Jaya baru keluar dari kelas sehabis mengikuti mata kuliahnya ketika matanya menangkap Juan yang juga baru keluar kelas—di ruangan yang berbeda. Mereka berdua memang satu jurusan, namun tidak sekelas, hanya di beberapa mata kuliah umum mereka mengambil kelas yang sama. Juan terlihat buru-buru dan tidak melihat Jaya, dia sibuk menghindari kerumunan teman-temannya yang berbondong-bondong keluar kelas agar tidak menabrak. Namun Jaya tentu bisa dengan mudah melihat Juan dari awal laki-laki itu keluar kelas, sebab postur tubuh Juan yang tinggi—cenderung lebih tinggi dari temannya yang lain, menjadikan laki-laki itu mencolok.
Ketika Juan berhasil membebaskan diri dari kerumunan, Jaya juga sudah berada di belakangnya.
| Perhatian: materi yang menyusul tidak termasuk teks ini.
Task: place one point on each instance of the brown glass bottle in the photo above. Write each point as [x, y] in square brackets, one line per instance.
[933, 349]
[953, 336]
Juan masih tidak sadar. Jaya sekonyong-konyong menepuk pundak laki-laki itu sampai Juan terlonjak kaget.
"Anj—" kata Juan sambil kepalanya menengok ke belakang, tidak jadi meneruskan umpatannya ketika melihat Jaya di belakangnya, nyengir pula.
"Apaan sih? Ngangetin aja lo!" sungut Juan.
"Masih ada kelas gak lo? Kansip yuk! Makan tapi sebat dulu lahh."
"Gak bisa Jay, gue ada konsolidasi aksi."
"Aksi apaan lagi sih? Lo aksi mulu pemerintah tetep gitu-gitu aja."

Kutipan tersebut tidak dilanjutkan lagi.